That's the good and bad news in the latest Light Reading Cable Industry Insider report, "Home Networking: MSOs vs. Telcos."

Home networking services have been around for a while, but adoption has only recently started ramping up among both MSOs and telcos. For example, Cox Communications Inc. , specifically, has noticed that its take rate among such services has recently tripled, according to Tim Kridel, the analyst who wrote the report.

One reason for the sudden uptake from customers is that MSOs and telcos are doing a better job at marketing the products, but they've still got room for improvement.
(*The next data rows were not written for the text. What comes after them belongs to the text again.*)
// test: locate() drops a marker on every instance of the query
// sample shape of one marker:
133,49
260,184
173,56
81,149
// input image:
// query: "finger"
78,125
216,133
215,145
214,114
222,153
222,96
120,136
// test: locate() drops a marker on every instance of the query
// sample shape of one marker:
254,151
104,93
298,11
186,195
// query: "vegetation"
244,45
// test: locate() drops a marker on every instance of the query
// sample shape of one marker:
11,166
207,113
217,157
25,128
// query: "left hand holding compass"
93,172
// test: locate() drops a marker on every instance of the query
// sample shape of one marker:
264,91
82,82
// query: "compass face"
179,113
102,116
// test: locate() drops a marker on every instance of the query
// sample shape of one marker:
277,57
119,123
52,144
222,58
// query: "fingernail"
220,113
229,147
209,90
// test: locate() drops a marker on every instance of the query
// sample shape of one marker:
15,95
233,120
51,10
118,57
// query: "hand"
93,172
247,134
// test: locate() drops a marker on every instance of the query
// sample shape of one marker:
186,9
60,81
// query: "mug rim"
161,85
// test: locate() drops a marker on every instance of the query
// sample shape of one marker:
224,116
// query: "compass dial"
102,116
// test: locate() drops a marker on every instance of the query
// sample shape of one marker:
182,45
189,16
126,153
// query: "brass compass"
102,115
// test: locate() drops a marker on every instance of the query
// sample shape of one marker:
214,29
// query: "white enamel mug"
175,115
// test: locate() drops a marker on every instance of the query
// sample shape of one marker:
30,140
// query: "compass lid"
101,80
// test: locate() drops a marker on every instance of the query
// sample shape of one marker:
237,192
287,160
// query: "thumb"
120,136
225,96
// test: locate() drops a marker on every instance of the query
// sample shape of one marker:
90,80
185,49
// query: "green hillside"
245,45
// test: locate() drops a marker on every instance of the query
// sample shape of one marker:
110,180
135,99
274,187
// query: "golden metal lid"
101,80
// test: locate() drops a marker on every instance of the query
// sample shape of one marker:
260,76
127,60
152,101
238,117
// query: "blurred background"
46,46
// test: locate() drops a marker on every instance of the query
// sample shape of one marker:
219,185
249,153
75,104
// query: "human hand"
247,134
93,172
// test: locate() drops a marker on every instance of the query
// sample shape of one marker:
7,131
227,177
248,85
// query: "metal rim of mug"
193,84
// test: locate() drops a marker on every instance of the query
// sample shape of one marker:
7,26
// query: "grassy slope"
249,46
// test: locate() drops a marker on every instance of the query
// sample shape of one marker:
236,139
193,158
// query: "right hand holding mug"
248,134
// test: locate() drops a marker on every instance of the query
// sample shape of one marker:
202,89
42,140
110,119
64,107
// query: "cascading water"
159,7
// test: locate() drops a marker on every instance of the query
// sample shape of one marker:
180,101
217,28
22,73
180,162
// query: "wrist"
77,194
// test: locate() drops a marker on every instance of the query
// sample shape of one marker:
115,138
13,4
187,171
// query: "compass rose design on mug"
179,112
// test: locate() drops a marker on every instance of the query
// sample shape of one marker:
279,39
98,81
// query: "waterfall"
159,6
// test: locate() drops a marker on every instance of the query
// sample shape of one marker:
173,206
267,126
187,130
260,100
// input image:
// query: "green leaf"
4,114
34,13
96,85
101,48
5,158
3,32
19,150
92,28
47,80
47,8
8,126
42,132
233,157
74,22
For instance, "they still don't do the math for the customer in pointing out the savings," Kridel says. That's despite the fact that cable MSOs offer home networking installations to their customers for less than competing services such as Geek Squad and Firedog .

The key, though, is that most home networking offerings aren't different enough to convince, say, a cable customer to sign up for a telco service like FiOS.

"I don't think there's anyone really ahead yet," says Kridel. "It's a market-by-market basis. In areas where FiOS is available, it's still going to come down to whether or not the consumer really wants 50-Mbit/s service or not. If they don't need it, they'll be content sticking with cable regardless of the home networking offerings."

A home networking service has to do more than just "spread the broadband connection around the residence," Kridel says. He points out service providers like Mediacom Communications Corp. that are adding home security and control on top of the home networking.

Another wrinkle for telcos and MSOs is whether the emergence of femtocells makes wireless carriers serious contenders.

A wireless carrier like Sprint could use femtocells to encourage customers to drop their wireline provider altogether.

Then again, femtocells rely on a wired connection for backhaul. "It's technically possible for a telco or MSO to thwart wireline voice displacement by blocking that backhaul connection," Kridel writes in the report.

(Whether that kind of thwarting becomes blocked by regulatory initiatives remains to be seen.)

A collaboration between the two sides in home networking is very possible. Cable MSOs do have some interest in adding a wireless component, and wireless carriers like Sprint Corp. (NYSE: S) and T-Mobile US Inc. have no wired broadband and video networks.